Spark Streaming+kafka+spring boot+elasticsearch實時項目（canal）

在本次實驗中，利用spark、elasticsearch、kafka等相關框架搭建一個實時計算系統。

具體流程如下圖所示，

用戶訪問對應服務，由nginx服務器進行負載均衡訪問具體的主機上的服務，訪問過程中將產生用戶具體的操作日誌，該操作日誌將由具體服務發送保存到Kafka集羣（或者可以寫到具體文件，可以通過Flume對日誌文件進行採集，發送到Kafka集羣）。
數據緩存到kafka集羣后，利用Spark Streaming對Kafka進行具體時間間隔的消費（批處理），對消費的數據進行業務去重，計算，加工，完成後，將數據寫到Mysql數據庫或者ES（用於對數據的檢索和分析）。
數據保存到ES後，編寫Spring boot程序，將es中數據讀取，並按照一定的業務邏輯進行處理，將需求數據以json格式返回。在本次實驗中，編寫的改spring boot程序主要用於發佈接口，由另外一個前端程序請求該接口，返回相應數據，當然也可以寫到一個web工程中，本次例程中主要是偏向於基礎。
另外一個web工程訪問具體業務接口，返回json數據，解析響應數據，利用echart.js繪製相應圖表，並設置時間間隔進行請求，實時更新圖表內容。
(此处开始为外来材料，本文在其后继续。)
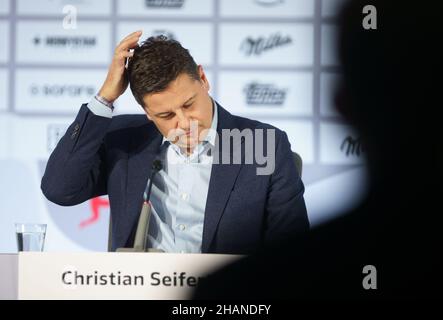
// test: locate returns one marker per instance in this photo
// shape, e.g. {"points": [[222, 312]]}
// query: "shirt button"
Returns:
{"points": [[185, 196]]}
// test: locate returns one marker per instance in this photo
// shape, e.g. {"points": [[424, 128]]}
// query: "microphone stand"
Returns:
{"points": [[141, 235]]}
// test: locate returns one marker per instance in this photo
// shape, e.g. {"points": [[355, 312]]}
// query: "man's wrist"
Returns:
{"points": [[104, 101]]}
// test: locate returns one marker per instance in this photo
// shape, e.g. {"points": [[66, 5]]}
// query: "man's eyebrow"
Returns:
{"points": [[168, 112]]}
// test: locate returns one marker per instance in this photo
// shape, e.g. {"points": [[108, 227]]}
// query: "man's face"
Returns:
{"points": [[183, 110]]}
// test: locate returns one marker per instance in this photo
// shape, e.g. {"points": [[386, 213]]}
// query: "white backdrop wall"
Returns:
{"points": [[272, 60]]}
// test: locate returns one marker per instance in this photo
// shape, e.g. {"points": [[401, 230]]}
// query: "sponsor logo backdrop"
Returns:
{"points": [[272, 60]]}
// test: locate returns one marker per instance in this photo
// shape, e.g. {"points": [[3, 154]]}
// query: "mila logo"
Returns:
{"points": [[351, 146], [65, 42], [257, 46], [269, 3], [264, 94], [164, 3]]}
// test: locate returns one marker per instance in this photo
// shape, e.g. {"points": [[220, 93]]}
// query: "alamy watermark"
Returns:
{"points": [[232, 146]]}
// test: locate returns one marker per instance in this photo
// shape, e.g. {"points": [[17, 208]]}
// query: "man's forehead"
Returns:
{"points": [[167, 101]]}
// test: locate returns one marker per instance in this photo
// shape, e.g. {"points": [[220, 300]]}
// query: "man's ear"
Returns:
{"points": [[203, 78]]}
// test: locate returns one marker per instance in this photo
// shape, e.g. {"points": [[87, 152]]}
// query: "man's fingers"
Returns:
{"points": [[139, 33], [129, 42]]}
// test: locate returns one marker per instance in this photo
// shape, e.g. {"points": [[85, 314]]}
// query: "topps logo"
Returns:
{"points": [[264, 94]]}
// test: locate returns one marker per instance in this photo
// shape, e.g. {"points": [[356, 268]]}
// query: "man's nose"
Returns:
{"points": [[183, 120]]}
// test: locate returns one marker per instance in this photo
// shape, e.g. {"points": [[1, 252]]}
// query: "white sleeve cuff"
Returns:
{"points": [[99, 109]]}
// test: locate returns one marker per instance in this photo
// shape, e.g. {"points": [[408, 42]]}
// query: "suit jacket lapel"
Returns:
{"points": [[144, 148], [221, 183]]}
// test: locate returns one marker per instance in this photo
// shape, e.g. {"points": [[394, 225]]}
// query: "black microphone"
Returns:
{"points": [[141, 234], [146, 208]]}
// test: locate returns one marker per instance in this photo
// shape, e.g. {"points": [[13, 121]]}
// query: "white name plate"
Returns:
{"points": [[148, 276]]}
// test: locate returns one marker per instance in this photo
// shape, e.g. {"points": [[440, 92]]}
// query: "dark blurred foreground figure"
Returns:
{"points": [[391, 94]]}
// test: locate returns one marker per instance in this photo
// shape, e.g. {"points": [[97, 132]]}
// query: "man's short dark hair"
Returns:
{"points": [[156, 63]]}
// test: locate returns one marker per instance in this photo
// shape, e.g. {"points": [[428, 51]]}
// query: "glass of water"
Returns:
{"points": [[30, 236]]}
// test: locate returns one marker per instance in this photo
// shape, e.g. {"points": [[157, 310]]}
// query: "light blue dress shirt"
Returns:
{"points": [[179, 192]]}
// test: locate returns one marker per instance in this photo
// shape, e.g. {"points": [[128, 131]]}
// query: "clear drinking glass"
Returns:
{"points": [[30, 236]]}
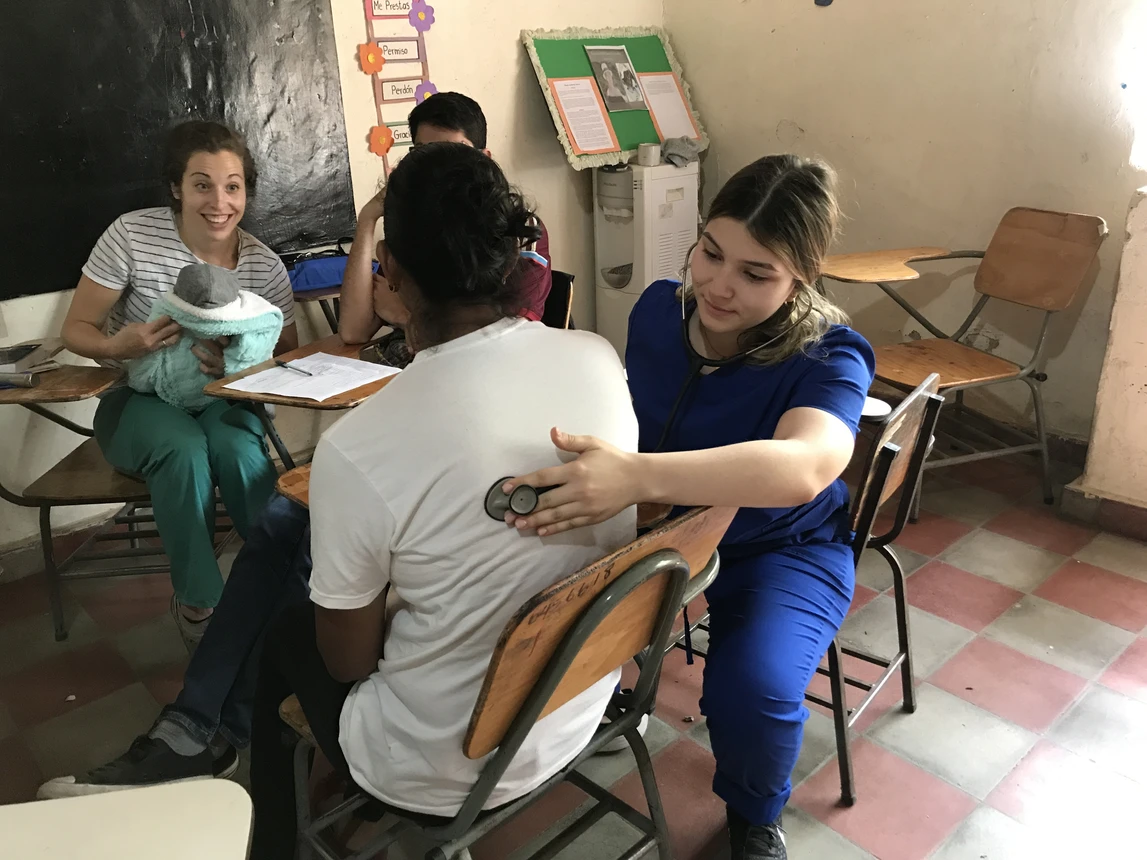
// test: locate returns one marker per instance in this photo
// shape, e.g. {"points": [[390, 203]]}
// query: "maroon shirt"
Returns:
{"points": [[535, 279]]}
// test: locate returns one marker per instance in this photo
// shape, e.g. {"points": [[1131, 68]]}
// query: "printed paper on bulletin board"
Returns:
{"points": [[559, 54]]}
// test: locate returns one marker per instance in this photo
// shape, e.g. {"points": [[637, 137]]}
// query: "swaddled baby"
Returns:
{"points": [[209, 304]]}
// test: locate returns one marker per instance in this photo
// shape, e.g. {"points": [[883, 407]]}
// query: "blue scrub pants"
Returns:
{"points": [[771, 617]]}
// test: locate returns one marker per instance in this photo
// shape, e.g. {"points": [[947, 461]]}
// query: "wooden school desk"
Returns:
{"points": [[332, 345], [887, 267], [65, 384], [180, 821]]}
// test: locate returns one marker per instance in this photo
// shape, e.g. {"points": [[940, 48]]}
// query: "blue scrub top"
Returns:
{"points": [[742, 403]]}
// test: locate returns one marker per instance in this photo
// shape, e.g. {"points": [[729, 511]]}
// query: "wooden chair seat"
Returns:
{"points": [[84, 477], [290, 712], [875, 266], [910, 364]]}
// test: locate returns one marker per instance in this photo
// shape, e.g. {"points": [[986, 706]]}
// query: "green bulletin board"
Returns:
{"points": [[561, 54]]}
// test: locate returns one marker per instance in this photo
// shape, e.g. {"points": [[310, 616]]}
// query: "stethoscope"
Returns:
{"points": [[523, 500]]}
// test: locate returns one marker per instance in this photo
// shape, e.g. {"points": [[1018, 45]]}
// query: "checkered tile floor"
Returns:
{"points": [[1030, 740]]}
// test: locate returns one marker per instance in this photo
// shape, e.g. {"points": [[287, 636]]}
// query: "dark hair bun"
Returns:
{"points": [[455, 225]]}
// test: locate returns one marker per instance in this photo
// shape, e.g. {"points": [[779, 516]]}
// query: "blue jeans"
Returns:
{"points": [[271, 571], [771, 619]]}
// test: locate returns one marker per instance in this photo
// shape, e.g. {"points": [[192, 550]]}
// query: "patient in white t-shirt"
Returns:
{"points": [[397, 492]]}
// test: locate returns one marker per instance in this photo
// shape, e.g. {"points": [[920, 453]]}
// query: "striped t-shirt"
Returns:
{"points": [[142, 255]]}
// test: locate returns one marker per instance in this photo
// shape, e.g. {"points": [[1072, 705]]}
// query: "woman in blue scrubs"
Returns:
{"points": [[757, 409]]}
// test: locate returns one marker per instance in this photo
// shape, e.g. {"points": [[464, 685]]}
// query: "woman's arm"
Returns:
{"points": [[809, 451], [357, 318], [83, 329]]}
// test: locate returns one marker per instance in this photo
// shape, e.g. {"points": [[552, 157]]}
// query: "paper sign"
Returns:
{"points": [[584, 116], [402, 132], [399, 51], [398, 91], [389, 8], [671, 115], [395, 156]]}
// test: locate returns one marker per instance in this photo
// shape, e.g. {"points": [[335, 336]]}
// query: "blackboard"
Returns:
{"points": [[88, 90]]}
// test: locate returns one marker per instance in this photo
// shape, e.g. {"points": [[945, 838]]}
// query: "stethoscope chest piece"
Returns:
{"points": [[521, 501]]}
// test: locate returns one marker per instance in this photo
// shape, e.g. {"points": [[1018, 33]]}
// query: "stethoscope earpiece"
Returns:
{"points": [[521, 501]]}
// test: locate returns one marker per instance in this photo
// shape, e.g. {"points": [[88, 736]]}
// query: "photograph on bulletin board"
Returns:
{"points": [[611, 90], [616, 79]]}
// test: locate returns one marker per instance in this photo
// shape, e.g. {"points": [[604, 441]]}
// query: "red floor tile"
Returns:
{"points": [[903, 813], [861, 596], [933, 534], [1129, 673], [695, 814], [23, 597], [1099, 593], [679, 693], [959, 596], [40, 692], [119, 604], [521, 830], [20, 775], [166, 683], [1039, 526], [1011, 685]]}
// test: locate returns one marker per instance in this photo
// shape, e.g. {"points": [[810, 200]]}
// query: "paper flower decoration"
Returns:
{"points": [[421, 15], [382, 139], [371, 59]]}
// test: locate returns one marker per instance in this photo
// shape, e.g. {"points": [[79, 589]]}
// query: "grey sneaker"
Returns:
{"points": [[149, 761], [190, 631]]}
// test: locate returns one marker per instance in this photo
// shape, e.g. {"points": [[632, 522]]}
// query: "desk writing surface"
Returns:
{"points": [[332, 345], [876, 266], [181, 821], [64, 384]]}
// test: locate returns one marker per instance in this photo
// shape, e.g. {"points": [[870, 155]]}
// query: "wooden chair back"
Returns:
{"points": [[560, 302], [533, 634], [1039, 258], [899, 435]]}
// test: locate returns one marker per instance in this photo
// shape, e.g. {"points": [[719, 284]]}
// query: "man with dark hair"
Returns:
{"points": [[196, 735], [365, 303]]}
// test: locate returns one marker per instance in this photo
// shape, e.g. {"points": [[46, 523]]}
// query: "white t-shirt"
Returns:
{"points": [[397, 497], [141, 253]]}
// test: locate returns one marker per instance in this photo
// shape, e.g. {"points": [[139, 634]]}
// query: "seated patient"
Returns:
{"points": [[208, 305], [397, 501]]}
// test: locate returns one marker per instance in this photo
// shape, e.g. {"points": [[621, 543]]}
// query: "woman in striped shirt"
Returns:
{"points": [[181, 456]]}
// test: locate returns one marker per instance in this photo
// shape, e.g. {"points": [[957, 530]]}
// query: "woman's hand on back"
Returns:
{"points": [[141, 338], [595, 486]]}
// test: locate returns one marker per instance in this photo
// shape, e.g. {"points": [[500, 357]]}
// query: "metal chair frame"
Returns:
{"points": [[88, 561], [875, 478], [626, 709]]}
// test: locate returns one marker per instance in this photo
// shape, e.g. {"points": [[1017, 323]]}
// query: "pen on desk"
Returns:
{"points": [[291, 367]]}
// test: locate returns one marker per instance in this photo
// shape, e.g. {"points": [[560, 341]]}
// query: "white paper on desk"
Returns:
{"points": [[666, 103], [330, 375]]}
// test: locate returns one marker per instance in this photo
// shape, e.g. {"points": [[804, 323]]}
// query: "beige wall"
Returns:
{"points": [[1117, 456], [938, 115], [473, 47]]}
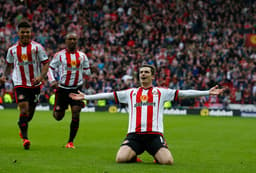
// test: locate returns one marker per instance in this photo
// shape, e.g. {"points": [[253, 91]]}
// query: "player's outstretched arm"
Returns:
{"points": [[79, 96], [196, 93], [82, 96]]}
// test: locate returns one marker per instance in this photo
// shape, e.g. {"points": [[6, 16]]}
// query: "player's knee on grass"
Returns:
{"points": [[125, 154], [164, 156], [58, 115], [165, 161]]}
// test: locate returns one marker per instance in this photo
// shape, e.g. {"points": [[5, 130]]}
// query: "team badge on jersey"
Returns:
{"points": [[24, 57], [154, 92], [144, 98], [73, 63]]}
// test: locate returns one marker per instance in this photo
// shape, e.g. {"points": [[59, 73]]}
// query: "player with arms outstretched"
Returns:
{"points": [[146, 105]]}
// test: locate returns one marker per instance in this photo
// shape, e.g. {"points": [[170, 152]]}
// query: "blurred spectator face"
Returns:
{"points": [[71, 41], [24, 35]]}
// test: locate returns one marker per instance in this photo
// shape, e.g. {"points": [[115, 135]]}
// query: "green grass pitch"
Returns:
{"points": [[198, 144]]}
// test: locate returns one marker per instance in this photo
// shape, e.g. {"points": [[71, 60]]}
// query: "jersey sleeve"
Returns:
{"points": [[169, 94], [122, 96], [42, 54], [86, 66], [55, 62]]}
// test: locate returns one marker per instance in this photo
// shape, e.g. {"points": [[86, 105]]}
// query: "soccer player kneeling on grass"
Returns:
{"points": [[146, 104]]}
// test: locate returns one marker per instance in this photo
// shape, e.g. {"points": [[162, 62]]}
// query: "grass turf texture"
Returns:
{"points": [[198, 144]]}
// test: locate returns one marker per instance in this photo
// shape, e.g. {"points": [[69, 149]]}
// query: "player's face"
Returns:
{"points": [[71, 42], [146, 76], [24, 35]]}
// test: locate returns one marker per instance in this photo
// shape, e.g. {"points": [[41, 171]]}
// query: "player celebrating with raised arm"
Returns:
{"points": [[71, 65], [29, 63], [146, 104]]}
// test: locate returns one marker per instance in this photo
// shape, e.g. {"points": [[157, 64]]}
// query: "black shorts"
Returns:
{"points": [[62, 99], [30, 95], [141, 142]]}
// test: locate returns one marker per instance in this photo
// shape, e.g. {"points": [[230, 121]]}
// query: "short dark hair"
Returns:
{"points": [[24, 24], [153, 69]]}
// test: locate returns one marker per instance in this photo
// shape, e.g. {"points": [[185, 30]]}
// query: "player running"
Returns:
{"points": [[146, 105], [29, 63], [71, 66]]}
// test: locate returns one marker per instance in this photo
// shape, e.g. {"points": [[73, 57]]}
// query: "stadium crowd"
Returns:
{"points": [[194, 44]]}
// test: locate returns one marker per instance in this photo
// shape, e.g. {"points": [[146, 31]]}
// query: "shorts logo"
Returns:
{"points": [[57, 107], [24, 57], [21, 97], [144, 98], [126, 142]]}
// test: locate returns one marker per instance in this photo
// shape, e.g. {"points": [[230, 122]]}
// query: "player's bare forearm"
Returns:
{"points": [[8, 69], [45, 70]]}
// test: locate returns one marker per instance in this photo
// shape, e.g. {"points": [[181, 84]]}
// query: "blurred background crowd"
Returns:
{"points": [[194, 44]]}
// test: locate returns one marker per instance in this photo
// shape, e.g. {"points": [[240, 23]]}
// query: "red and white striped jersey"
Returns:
{"points": [[70, 68], [27, 63], [146, 107]]}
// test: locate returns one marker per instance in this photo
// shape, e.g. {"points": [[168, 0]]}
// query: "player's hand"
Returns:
{"points": [[215, 91], [2, 79], [54, 84], [79, 96], [37, 80]]}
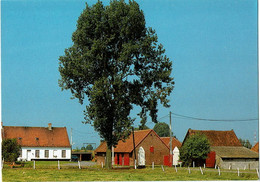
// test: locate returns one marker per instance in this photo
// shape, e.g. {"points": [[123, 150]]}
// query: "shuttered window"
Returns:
{"points": [[37, 153], [46, 153]]}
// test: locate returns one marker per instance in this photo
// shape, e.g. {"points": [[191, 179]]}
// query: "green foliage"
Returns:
{"points": [[195, 148], [89, 147], [245, 143], [162, 129], [10, 150], [117, 63]]}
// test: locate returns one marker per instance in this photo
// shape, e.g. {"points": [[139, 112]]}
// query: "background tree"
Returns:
{"points": [[10, 150], [245, 143], [195, 148], [89, 147], [162, 129], [117, 63]]}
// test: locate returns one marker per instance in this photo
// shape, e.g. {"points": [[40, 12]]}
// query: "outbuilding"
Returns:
{"points": [[176, 145], [40, 143], [149, 148], [226, 150]]}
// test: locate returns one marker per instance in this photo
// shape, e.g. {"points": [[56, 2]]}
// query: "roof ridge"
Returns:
{"points": [[33, 127], [210, 130]]}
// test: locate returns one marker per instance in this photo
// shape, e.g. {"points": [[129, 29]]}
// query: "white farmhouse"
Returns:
{"points": [[40, 143]]}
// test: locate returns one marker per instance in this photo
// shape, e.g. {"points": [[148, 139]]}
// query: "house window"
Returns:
{"points": [[55, 153], [46, 153], [63, 153], [37, 153]]}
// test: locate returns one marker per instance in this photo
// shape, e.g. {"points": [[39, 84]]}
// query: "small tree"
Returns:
{"points": [[89, 147], [10, 150], [195, 148], [162, 129]]}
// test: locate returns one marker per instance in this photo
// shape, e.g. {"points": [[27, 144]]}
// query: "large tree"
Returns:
{"points": [[117, 63], [162, 129], [195, 148]]}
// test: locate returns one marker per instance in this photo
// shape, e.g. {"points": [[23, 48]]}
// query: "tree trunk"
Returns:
{"points": [[109, 157]]}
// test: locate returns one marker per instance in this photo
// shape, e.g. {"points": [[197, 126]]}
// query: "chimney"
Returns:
{"points": [[49, 126]]}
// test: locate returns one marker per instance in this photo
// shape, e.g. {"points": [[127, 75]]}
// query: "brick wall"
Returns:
{"points": [[160, 149]]}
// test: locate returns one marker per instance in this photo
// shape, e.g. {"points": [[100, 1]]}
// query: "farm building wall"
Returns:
{"points": [[154, 149], [100, 157], [45, 153], [232, 163]]}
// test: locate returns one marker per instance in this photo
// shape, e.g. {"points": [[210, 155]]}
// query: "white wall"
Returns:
{"points": [[55, 153]]}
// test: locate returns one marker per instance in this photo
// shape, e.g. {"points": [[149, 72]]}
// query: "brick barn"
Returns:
{"points": [[226, 150], [176, 145], [145, 140], [255, 148]]}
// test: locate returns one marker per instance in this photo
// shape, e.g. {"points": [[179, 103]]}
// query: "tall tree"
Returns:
{"points": [[117, 63], [195, 148], [162, 129], [10, 150]]}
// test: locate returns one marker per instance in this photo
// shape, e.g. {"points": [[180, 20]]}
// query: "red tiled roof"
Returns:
{"points": [[128, 146], [175, 142], [218, 138], [256, 147], [38, 136]]}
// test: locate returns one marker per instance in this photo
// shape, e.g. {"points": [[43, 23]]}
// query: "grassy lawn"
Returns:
{"points": [[99, 174]]}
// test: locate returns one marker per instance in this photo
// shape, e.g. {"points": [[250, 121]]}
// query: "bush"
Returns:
{"points": [[10, 150]]}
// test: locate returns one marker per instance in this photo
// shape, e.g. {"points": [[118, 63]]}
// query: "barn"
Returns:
{"points": [[40, 143], [149, 148], [226, 150], [176, 145], [255, 148]]}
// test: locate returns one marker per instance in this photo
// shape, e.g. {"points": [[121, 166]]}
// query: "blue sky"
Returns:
{"points": [[213, 46]]}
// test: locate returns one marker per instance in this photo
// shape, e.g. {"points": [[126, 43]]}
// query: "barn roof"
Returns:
{"points": [[217, 138], [37, 136], [256, 147], [234, 152], [128, 146], [175, 142]]}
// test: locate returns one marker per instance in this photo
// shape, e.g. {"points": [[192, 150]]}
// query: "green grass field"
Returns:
{"points": [[47, 171]]}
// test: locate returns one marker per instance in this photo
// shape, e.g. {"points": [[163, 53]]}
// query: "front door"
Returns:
{"points": [[141, 157], [28, 155]]}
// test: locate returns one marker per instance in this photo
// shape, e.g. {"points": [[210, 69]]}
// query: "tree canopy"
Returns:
{"points": [[116, 63], [195, 148], [162, 129], [10, 150]]}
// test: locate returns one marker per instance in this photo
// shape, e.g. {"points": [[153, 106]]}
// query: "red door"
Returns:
{"points": [[126, 159], [210, 161], [116, 159], [120, 159], [167, 160]]}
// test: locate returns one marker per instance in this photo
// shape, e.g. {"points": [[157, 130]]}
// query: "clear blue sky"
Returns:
{"points": [[213, 46]]}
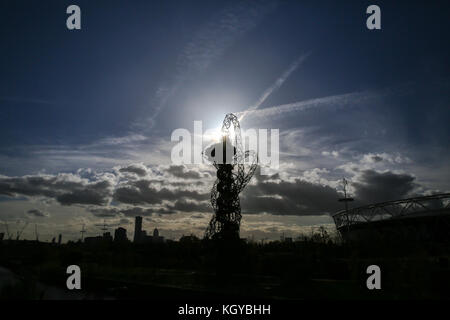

注：另外，還可以通過canal監控對應的業務數據，對更改的業務數據進行抓取，發送給kafka。主要利用的是mysql的主從備份的原理，將canal僞裝成一臺mysql slave服務器，從主節點請求數據。

一、環境搭建

集羣搭建可以參考

三臺虛擬機，分別爲hadoop1、hadoop2、hadoop3，本次例程中使用的是centos 6.8。

分配的內存爲：(當然內存足夠可以多分配)

主機	內存	處理器
hadoop1	4G	2
hadoop2	2G	1
hadoop3	2G	1

hadoop集羣，（可選，方便查看具體job 日誌）hadoop版本 hadoop-2.7.2
zookeeper集羣，版本：zookeeper-3.4.10
kafka集羣，版本 kafka_2.11-0.11.0.2
spark集羣（可選），版本spark-2.1.1-bin-hadoop2.7 將項目部署到集羣上可以考慮搭建spark集羣，測試則不需要，在idea測試即可。
elasticsearch集羣，版本 elasticsearch-6.6.0 ，可以再安裝一個es的可視化平臺，kibana 版本kibana-6.6.0-linux-x86_64
redis 可單機可集羣，版本redis-5.0.6
nginx

二、項目搭建

如下圖所示，爲本項目的功能文件目錄結構。

canal模塊爲利用canal API將mysql數據庫修改的數據發送到kafka集羣。
common模塊是公用的依賴和工具類。
dw-chart模塊是web項目，負責向對應接口請求數據，並繪製圖表，前端展示。
export2ES模塊（可忽略），將hive數據導入到es。
logger模塊，是用戶請求的對應服務的spring boot工程，負責將用戶操作日誌發送給kafka。
mock模塊，是模擬用戶操作日誌，負責向logger模塊發起請求。
publisher模塊，spring boot功能，負責發佈訪問接口，由dw-chart請求相應數據。
realtime模塊，spark streaming計算，負責消費kafka數據，並保存到es中。
sql文件夾中是對應的order_info 模擬生成數據的存儲過程和部分模擬數據，用於cannal監控，和統計銷售額。

三、分析過程

kafka集羣中topic有以下三個，GMALL_STARTUP（用於統計每日活躍度）、GMALL_EVENT（暫時未使用）、GMALL_ORDER（用於統計銷售額）。
es集羣中index有以下三個，gmall_dau（保存計算每日活躍度的結果數據）、gmall_order（保存計算後的銷售額數據）、gmall_sale_detail（保存從hive中導入到es的數據）。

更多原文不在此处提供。